Nomes dos personagens: Noelle, Jasper, Lex, Dallas, Rachel e o tatuador Ace.

Nomes dos lugares: Eden, Section Four, City


Conteúdo sexual: Maioritariamente erótico

Tipo de cenas: Sexo oral em público, sexo em grupo, algum BDSM.

Violência física: Sim, pouca.

Violência psicológica: Não

Pontos positivos: A escrita, a estrutura, o universo.

Pontos negativos: A história pouco desenvolvida e alguns personagens.

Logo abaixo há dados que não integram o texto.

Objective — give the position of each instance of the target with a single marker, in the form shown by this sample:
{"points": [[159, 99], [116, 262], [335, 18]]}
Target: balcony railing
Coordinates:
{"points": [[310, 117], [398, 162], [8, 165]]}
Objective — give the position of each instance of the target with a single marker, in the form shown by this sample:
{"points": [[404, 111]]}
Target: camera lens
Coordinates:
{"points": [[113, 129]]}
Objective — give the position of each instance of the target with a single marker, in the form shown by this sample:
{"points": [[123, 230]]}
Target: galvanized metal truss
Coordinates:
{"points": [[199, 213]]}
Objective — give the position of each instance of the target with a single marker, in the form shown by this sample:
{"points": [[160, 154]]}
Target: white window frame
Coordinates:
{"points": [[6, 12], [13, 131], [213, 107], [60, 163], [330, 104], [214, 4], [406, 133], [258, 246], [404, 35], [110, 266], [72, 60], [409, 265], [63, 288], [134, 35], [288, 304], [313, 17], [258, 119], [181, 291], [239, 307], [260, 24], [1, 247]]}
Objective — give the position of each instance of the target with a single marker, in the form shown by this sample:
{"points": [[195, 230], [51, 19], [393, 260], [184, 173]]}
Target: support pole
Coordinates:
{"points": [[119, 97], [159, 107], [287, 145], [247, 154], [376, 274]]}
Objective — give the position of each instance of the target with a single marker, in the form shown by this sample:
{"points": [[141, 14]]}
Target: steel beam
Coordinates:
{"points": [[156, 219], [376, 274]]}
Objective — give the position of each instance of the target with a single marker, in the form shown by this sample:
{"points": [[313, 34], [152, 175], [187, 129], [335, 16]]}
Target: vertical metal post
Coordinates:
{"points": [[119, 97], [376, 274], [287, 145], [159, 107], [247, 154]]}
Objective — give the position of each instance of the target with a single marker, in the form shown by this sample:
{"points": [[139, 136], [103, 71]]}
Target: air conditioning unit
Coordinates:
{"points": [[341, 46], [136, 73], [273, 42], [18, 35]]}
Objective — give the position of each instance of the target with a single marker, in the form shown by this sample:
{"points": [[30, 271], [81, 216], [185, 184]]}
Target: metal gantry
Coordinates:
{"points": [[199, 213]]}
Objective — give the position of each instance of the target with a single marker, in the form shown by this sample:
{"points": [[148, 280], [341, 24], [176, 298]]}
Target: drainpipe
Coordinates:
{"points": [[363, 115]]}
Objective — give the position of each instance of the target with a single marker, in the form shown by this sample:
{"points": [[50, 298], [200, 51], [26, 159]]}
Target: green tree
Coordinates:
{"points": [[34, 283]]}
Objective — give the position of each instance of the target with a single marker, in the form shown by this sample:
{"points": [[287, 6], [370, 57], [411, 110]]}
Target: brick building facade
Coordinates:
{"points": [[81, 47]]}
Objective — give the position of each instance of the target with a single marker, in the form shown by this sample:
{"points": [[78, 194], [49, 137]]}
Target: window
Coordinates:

Fez-me reflectir sobre: Regras de gangs.

 

Autor: Kit Rocha

Série: Beyond (#1)

Editora: Auto-publicado

Estante: Erótica

Período de leitura: 11 a 14 de Abril, 2013

Formato: Digital

Língua: Inglês

Classificação: 4 estrelas - Gostei muito

Aries Revealed, de Mina Carter

 

Expectativa: Na verdade, nenhuma. Encontrei este livro como leitura recomendada num grupo do Goodreads intitulado "The Erotic SciFi Club" e pareceu-me interessante.
Estado de espírito: Estava ainda a precisar de desanuviar da leitura de Gone Girl... sim... estava a ser uma leitura pesada e longa.
Opinião: Então... se um ciborg tem consciência que é um, porque é que se comporta como um humano? Acho que foi a resposta a esta minha dúvida que nunca foi realmente respondida. Não podia estar à espera de muito, afinaç isto é um romance erótico e isso não interessa nada. É como ele ser vampiro e brilhar à luz do dia. Ok. Confesso que a pergunta foi suficientemente irritante para me meter comichão até ao fim da história. Não me meteu confusão que ela o visse como homem-objecto ou brinquedo para o prazer e o conto (ou noveleta?) aquece bastante nesse departamento, mas confundiu-me imenso que ele tivesse sentimentos e preferências, sendo ele uma máquina. É que estragou um bocado a piada toda de estar a ler uma história com um ciborg, porque ele parecia humano. Enfim... O conto até dá umas reviravoltas interessantes na história, dá para o Johnny ter um momento à herói e a Milly o seu momento de vingança.
Resumo: Johnny é um ciborg que se disfarça de stripper e no seu espectáculo finge que é um ciborg. Milly, é capitã de uma nave espacial de carga e vai todas as semanas ver Johnny actuar. Os dois sentem-se atraídos um pelo outro. Quando Johnny vê que Milly vai à loja da sua "irmã" buscar um boneco de prazer para passar o fim-de-semana, ele decide agarrar a oportunidade para passar o fim-de-semana com ela. Só que Milly é alvo de um ataque ordenado pelo ex-marido e está nas mãos de ambos regressar à Terra sãos e salvos. Só que isso poderá implicar desmascarar a verdadeira identidade de Johnny.
Pontos positivos: As cenas de sexo: muito quentes, sim senhor!
Pontos negativos: Ciborgs com sentimentos, só modernices estranhas...
Fez-me reflectir sobre: Blade Runner.